Self-care doesn’t have to be difficult or expensive. It can be:
- Going for a walk
- Having a yummy treat
- Reading a book
- Taking those vitamins you always skip cause it’s too much work
The next way women can protect themselves from physical and mental symptoms of anxiety is by exercising. By exercising, you are increasing endorphins, getting out pent up emotions, improving the condition of your physical body, creating relationships (if you go to a class), and helping to relieve your mind. Some people see great results in terms of their anxiety just by exercising daily!
Another tip is practicing mindfulness. Being more mindful can teach you to slow yourself and your energy down, so that you can be a calmer person.
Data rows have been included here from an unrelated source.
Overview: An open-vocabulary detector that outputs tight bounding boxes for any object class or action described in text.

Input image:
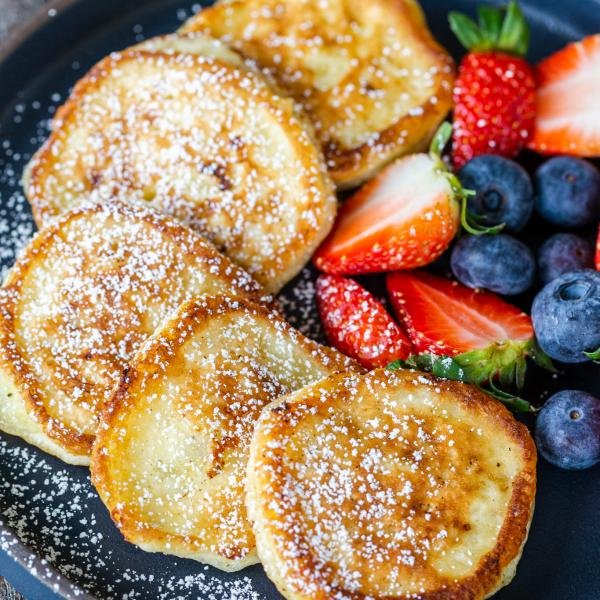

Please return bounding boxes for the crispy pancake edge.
[246,369,537,600]
[22,42,337,293]
[0,200,268,465]
[179,0,455,189]
[91,296,362,572]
It can also help you to feel more grounded and connected to yourself, which in turn will help prevent you from getting chronic anxiety.
Lastly, you need to let yourself be helped. As women, we take so much on ourselves because we don’t want to burden others. However, carrying so much has its toll. Talk to your loved ones if you’re feeling anxious, and then LET THEM HELP YOU. It is not a sign of weakness. It is a sign of strength, and it’s essential if you want to keep anxiety at bay.